While Imaging Spectroscopy data is useful, there are significant barriers to use. Specifically, imaging spectroscopy data has high dimensionality and big data volumes. Using these data can be computationally prohibitive and exclusive to those with specialized skills for working with these data.
The primary objective of ImgSPEC is to demonstrate a proof-of-concept, end-to-end, on-demand, processing platform for imaging spectroscopy data. The motivation was to democratize access for providing information of value from NASA’s open, free imaging spectroscopy data.
The ImgSPEC platform enables users to load and access different kinds of data in a user-preferred work environment (e.g., Jupyter notebook, RStudio) that facilitates easy code and data sharing with automated scalable hybrid cloud computing. Using drop down menus, users can open metadata repositories (e.g., NASA Common Metadata Repository) with streamlined APIs. Interfaces have been created for pulling Github/GitLab/Bitbucket repositories to create containers that package code into executable applications (Merchant et al. 2016, Devisetty et al. 2016)
For code that cannot be packaged users can fork repositories and work as they would in their local environment, but with scalable backend compute. User experience was central to the design of ImgSPEC.

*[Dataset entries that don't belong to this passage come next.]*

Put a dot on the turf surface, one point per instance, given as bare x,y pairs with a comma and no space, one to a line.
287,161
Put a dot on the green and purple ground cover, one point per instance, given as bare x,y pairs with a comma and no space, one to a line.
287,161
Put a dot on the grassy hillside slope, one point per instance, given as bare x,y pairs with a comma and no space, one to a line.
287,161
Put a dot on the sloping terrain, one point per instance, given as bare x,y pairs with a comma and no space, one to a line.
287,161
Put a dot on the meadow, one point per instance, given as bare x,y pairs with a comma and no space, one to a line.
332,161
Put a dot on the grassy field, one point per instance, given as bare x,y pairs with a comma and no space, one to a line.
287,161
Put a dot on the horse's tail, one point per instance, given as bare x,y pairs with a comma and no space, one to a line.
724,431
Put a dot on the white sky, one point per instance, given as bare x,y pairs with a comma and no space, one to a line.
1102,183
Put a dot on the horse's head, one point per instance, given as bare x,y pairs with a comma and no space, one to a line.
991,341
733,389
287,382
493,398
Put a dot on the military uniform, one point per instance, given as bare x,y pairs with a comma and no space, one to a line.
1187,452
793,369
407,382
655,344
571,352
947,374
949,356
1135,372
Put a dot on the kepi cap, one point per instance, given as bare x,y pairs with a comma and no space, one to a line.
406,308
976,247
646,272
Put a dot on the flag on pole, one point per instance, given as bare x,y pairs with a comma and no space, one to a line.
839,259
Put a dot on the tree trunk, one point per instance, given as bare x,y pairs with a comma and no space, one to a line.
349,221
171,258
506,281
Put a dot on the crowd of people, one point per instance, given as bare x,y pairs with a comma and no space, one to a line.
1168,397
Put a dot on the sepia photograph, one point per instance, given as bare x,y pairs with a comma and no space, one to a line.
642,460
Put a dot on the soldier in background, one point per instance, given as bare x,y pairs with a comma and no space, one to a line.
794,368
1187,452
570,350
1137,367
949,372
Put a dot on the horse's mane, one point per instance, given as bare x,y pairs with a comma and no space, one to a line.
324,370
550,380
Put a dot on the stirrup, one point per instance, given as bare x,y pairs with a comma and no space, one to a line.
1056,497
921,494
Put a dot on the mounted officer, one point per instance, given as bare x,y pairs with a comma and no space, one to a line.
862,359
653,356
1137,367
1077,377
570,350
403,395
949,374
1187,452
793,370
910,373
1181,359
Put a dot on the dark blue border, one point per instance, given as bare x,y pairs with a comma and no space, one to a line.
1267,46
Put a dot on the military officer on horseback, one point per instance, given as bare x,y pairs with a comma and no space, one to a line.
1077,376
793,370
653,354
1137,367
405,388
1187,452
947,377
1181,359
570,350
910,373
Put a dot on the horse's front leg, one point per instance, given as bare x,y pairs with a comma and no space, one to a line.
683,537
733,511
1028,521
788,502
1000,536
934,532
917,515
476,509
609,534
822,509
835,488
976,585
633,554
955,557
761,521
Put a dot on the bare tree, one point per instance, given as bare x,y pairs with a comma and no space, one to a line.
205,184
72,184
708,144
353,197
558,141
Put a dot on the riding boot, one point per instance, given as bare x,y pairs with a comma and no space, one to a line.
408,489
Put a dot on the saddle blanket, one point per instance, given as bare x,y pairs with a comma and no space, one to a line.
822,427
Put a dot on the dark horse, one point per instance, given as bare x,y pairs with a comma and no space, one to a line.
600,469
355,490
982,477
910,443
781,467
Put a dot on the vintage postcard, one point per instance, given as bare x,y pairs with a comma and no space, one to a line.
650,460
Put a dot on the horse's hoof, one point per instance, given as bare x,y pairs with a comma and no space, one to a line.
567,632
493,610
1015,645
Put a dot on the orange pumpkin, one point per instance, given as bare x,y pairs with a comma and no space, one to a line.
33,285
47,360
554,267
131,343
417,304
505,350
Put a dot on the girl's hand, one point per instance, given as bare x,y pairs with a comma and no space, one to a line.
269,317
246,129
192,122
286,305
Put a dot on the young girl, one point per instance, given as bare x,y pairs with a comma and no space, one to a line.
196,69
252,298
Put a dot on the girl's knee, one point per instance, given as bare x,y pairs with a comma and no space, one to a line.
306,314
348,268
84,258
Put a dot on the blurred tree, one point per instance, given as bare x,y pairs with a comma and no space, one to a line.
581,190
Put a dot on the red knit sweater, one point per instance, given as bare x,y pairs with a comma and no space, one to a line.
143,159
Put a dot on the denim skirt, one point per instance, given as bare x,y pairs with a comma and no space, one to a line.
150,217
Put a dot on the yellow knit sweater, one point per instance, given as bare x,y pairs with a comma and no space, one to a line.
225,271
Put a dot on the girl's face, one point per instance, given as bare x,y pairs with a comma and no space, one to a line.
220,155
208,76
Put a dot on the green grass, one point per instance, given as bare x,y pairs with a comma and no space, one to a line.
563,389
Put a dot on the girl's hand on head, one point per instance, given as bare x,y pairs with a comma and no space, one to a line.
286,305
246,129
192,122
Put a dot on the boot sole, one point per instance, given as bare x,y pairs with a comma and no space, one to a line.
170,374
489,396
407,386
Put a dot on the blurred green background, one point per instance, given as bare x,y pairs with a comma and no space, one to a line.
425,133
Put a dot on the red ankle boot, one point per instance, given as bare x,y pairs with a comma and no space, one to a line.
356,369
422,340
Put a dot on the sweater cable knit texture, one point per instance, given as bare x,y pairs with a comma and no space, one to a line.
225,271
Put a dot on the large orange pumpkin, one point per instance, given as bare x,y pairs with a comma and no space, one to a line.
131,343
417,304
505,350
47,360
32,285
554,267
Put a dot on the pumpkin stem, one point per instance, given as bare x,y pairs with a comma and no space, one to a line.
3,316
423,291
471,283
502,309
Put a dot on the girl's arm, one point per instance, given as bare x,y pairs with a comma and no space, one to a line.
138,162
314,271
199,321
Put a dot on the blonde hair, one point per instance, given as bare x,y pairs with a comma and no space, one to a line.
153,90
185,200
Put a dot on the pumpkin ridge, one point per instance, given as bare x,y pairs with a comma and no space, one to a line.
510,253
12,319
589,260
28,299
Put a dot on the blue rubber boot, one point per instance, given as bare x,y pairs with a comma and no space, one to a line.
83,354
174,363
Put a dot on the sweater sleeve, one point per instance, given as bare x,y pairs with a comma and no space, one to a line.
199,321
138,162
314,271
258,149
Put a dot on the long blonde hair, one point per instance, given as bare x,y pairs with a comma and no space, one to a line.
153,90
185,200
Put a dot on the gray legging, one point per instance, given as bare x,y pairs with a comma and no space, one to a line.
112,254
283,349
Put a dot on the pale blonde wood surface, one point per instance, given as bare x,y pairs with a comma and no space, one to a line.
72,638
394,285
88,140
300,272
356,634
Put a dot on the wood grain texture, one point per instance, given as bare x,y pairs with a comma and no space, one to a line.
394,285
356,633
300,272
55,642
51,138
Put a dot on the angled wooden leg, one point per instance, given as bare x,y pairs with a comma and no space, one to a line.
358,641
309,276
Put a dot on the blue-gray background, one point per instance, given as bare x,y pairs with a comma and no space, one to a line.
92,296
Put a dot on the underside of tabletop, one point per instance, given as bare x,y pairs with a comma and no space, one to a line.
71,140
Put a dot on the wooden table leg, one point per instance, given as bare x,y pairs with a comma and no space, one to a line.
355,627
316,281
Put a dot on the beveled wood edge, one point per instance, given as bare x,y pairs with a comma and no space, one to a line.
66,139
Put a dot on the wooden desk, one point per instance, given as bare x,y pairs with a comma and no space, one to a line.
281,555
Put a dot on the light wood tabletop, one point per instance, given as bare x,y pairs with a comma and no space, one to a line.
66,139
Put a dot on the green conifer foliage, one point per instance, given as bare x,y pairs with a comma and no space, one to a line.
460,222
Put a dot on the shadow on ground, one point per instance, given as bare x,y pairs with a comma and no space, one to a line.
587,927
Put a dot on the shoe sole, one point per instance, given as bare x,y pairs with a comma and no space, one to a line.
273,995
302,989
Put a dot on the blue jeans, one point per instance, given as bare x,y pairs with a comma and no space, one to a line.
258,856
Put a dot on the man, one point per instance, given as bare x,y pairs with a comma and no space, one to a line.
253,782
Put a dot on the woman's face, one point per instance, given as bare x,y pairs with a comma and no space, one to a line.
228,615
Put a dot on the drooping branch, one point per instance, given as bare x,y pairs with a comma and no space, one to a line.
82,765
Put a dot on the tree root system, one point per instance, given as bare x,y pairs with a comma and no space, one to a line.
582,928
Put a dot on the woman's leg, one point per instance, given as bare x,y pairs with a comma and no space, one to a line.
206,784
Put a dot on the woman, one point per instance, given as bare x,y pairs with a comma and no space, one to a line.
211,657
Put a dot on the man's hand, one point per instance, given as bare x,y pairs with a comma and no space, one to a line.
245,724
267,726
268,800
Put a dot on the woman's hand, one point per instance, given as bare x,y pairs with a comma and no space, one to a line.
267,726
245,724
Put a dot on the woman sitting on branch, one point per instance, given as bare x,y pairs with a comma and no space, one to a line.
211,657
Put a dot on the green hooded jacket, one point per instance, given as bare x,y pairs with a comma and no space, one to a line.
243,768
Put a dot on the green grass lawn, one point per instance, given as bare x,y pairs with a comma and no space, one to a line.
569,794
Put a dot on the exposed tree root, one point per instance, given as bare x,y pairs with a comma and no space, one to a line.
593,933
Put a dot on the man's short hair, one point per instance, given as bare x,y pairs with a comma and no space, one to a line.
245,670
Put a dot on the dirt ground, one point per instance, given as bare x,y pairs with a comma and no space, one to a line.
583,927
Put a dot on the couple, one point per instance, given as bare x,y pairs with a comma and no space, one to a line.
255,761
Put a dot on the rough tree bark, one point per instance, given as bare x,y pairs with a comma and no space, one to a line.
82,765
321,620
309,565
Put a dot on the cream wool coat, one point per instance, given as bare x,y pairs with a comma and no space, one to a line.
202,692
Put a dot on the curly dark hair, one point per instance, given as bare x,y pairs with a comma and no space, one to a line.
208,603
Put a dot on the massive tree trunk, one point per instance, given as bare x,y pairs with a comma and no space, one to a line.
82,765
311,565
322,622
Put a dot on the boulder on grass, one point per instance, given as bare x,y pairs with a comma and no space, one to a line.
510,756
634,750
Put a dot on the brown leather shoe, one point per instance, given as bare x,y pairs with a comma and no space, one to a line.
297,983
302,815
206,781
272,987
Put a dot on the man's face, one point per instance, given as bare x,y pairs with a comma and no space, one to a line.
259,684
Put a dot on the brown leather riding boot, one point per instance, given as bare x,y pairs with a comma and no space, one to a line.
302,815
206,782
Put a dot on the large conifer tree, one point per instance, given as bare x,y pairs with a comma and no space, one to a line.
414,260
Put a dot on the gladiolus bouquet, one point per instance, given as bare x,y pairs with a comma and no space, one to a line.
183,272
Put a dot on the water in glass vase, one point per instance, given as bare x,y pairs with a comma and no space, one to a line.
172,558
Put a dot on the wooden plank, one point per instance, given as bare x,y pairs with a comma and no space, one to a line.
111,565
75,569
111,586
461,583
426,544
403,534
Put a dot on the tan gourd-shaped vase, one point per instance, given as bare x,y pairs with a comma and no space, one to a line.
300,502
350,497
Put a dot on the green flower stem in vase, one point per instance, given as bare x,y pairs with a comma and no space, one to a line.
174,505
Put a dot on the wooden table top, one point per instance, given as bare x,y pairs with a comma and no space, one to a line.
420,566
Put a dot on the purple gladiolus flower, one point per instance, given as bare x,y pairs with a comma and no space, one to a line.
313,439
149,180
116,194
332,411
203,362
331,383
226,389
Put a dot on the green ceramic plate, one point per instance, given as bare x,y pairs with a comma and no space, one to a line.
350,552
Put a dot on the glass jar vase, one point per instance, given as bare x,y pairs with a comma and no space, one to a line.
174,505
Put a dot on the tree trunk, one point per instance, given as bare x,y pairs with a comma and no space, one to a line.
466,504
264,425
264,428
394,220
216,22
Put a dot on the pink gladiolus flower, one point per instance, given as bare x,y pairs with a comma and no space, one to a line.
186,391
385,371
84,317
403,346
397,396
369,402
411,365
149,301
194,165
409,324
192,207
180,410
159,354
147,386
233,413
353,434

Because of the flexibility of the analysis platform, users can generate data products from well-established workflows on demand. They can also customize those workflows and develop new algorithms for merging data products with others to conduct novel analytics.
Value of ImgSPEC
ImgSPEC specifically aims to:
- Provide scalable work environments that do not require a heavy lift from the science user
- Reduce download times; and
- Enable easy provenance for reproducibility
While ImgSPEC focuses on using imaging spectroscopy data, it’s platform is data type agnostic and builds on capabilities developed for active sensors on the Multi-mission Algorithm and Analysis Platform (MAAP). MAAP has demonstrated a speed up in processing that enables processing big data over whole continents in less time than for processing a single scene on a local machine.